What is the problem?

In modern society, more than ever before, young people experience multiple difficulties, and must often overcome significant barriers in order to progress.

Children from as early as school years one and two are forced to cope with rapid change throughout their school years, and there is inadequate support available to help them navigate that process. As a consequence, young people develop low-level mental health issues that manifest in a variety of ways, and can become exacerbated by the handling of the resulting behaviour, which often leads to segregation in both school and home life for that child.

Symptoms of low level mental health issues are often missed, Therefore, as a result of non-diagnosis, or mis-diagnosis, young people are left to face these issues alone, and find themselves referred to CAMHS and social services when the problems have become more severe.

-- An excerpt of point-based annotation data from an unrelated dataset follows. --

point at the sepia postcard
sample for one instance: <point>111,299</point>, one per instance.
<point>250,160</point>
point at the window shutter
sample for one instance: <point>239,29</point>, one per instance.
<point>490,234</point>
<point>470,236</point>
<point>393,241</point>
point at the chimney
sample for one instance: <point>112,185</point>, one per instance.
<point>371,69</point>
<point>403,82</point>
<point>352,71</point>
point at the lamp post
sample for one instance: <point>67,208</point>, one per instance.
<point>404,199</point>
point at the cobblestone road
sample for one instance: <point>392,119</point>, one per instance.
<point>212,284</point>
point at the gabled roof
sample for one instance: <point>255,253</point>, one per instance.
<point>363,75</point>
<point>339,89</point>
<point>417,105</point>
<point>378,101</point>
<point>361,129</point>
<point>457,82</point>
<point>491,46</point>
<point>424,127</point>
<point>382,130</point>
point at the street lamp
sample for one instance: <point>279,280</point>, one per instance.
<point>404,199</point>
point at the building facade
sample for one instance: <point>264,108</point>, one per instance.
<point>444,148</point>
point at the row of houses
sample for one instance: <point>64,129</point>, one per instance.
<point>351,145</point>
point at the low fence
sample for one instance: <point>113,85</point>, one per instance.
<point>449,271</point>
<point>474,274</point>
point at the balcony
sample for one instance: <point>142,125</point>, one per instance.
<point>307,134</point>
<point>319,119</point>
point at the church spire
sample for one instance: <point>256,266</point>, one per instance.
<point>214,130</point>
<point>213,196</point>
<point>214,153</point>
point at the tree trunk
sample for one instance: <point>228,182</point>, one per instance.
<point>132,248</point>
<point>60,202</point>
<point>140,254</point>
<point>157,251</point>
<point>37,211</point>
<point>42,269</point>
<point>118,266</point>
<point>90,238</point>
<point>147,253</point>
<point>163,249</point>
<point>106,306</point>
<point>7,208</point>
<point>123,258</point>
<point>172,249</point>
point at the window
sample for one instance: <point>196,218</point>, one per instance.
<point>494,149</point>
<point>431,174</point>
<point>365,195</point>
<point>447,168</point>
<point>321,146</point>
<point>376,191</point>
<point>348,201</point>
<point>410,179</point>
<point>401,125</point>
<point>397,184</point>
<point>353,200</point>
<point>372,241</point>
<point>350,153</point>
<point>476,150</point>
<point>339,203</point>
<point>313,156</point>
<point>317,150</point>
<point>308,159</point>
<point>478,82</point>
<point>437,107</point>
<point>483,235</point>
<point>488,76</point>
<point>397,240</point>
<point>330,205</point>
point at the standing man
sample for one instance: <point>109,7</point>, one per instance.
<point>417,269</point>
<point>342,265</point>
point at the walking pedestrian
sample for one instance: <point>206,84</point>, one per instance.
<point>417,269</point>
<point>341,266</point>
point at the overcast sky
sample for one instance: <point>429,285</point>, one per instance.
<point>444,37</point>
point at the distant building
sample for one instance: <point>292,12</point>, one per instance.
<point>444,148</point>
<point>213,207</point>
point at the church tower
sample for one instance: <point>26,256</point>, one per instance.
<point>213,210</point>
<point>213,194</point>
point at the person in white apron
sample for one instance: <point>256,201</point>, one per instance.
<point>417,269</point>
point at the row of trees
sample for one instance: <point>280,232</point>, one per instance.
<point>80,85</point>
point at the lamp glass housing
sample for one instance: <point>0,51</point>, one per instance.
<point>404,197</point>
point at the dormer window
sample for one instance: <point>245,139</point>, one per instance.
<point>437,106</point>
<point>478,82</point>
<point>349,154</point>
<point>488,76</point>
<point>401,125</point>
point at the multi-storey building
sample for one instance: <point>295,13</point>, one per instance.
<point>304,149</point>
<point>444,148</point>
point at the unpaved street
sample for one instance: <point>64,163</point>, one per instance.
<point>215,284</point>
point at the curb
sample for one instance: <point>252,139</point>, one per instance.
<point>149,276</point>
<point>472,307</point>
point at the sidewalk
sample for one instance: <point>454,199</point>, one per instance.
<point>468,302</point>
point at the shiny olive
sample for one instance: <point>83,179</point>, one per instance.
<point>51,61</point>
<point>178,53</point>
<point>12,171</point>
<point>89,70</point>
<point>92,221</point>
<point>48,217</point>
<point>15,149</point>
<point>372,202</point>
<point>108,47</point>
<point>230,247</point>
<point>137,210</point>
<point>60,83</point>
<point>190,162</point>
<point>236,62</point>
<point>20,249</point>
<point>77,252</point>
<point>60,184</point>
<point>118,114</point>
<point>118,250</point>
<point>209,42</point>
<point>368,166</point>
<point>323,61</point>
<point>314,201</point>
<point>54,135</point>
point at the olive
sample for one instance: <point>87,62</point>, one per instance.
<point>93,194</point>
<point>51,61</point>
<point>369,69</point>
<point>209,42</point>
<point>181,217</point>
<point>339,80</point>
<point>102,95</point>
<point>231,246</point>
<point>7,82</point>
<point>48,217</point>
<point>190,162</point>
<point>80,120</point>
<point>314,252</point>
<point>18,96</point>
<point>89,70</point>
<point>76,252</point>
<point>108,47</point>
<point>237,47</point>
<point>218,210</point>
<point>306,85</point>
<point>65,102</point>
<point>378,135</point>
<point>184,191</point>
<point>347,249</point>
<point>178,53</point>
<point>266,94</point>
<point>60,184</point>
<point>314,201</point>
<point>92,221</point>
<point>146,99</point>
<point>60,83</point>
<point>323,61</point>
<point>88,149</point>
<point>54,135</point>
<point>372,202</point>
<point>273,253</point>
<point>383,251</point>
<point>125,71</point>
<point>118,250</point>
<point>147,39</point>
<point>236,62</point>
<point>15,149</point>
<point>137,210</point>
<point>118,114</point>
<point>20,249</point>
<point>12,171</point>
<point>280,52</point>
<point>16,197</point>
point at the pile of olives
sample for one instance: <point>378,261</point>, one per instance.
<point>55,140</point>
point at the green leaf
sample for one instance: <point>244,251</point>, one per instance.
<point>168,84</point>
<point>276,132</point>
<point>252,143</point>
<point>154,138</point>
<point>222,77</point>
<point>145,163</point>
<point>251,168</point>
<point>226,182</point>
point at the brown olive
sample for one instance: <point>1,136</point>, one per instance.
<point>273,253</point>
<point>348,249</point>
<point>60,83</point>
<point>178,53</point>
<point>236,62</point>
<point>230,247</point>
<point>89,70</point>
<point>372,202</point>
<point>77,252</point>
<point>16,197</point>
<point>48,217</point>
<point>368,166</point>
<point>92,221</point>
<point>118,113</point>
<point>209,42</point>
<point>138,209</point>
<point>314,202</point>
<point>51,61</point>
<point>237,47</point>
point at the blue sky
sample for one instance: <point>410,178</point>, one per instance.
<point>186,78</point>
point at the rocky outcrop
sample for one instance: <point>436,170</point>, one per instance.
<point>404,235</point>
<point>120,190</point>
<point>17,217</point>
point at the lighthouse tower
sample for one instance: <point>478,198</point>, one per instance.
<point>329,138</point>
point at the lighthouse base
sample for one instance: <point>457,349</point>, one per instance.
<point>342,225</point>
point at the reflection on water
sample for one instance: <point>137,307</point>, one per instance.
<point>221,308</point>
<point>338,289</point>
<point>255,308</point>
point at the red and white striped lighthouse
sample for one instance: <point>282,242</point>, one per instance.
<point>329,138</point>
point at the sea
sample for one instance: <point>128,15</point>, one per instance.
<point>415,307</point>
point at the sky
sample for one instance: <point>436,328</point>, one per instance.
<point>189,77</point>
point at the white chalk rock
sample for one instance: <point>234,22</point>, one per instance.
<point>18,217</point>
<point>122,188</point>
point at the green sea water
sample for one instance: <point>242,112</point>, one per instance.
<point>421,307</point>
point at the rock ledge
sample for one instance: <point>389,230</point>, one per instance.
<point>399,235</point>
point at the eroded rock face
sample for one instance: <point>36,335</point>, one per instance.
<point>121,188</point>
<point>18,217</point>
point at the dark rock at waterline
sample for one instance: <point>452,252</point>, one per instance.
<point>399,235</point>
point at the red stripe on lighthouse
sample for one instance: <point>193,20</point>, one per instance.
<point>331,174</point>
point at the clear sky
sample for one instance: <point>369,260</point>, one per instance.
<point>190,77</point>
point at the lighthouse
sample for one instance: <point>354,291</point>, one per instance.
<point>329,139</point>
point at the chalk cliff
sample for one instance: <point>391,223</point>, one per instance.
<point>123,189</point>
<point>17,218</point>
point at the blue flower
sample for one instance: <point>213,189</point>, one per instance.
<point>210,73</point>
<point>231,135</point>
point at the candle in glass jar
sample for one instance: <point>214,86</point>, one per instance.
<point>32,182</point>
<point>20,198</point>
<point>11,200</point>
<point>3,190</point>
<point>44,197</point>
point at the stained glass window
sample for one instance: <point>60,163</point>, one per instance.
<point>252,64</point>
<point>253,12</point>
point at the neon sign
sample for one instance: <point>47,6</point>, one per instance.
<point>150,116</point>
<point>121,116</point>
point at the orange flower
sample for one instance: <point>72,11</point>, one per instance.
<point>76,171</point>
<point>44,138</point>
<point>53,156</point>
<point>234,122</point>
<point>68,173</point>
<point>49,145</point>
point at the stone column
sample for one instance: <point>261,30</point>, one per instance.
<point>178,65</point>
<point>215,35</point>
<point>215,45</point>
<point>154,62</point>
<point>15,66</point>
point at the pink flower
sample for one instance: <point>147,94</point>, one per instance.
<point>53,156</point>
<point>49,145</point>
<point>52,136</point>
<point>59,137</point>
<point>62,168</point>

This is not a problem that is limited to any particular demographic and can, in fact, be more prevalent among seemingly successful and reasonably affluent families

In addition to the various problems arising from low-level mental health issues, a number of other problems exist that hinder the progress children are able to make in pursuing their aspirations. These problems surround socio-economic standing and educational opportunities.

Mainstream education struggles to engage many young people, perhaps as a result of bullying, low motivation, lack of aspiration, or inadequate or inappropriate resources. Disengaged young people then under-perform in school and do not achieve the qualifications they need to open further opportunities for progression.

All of these problems highlight what is, perhaps, the key issue: the absence of suitable support networks for young people. If young people cannot access adequate support, when they need it, problems are allowed to continue. Those problems then increase in severity and have an even greater social and economic impact as they persist into adulthood.

The problems arising from the absence of appropriate and adequate support networks is heightened in rural areas, where the issue of isolation is even greater. Where children have no outlet to express their feelings, or access support for the issues they face, the problems they are encountering are likely to worsen, often with serious detrimental effects to both the individual and their family and community.

Appropriate support, positive engagement, sport and physical activity can all help to alleviate these issues, but without a co-ordinated ‘joined-up’ approach, the problem is unlikely to be resolved with any long-term effect.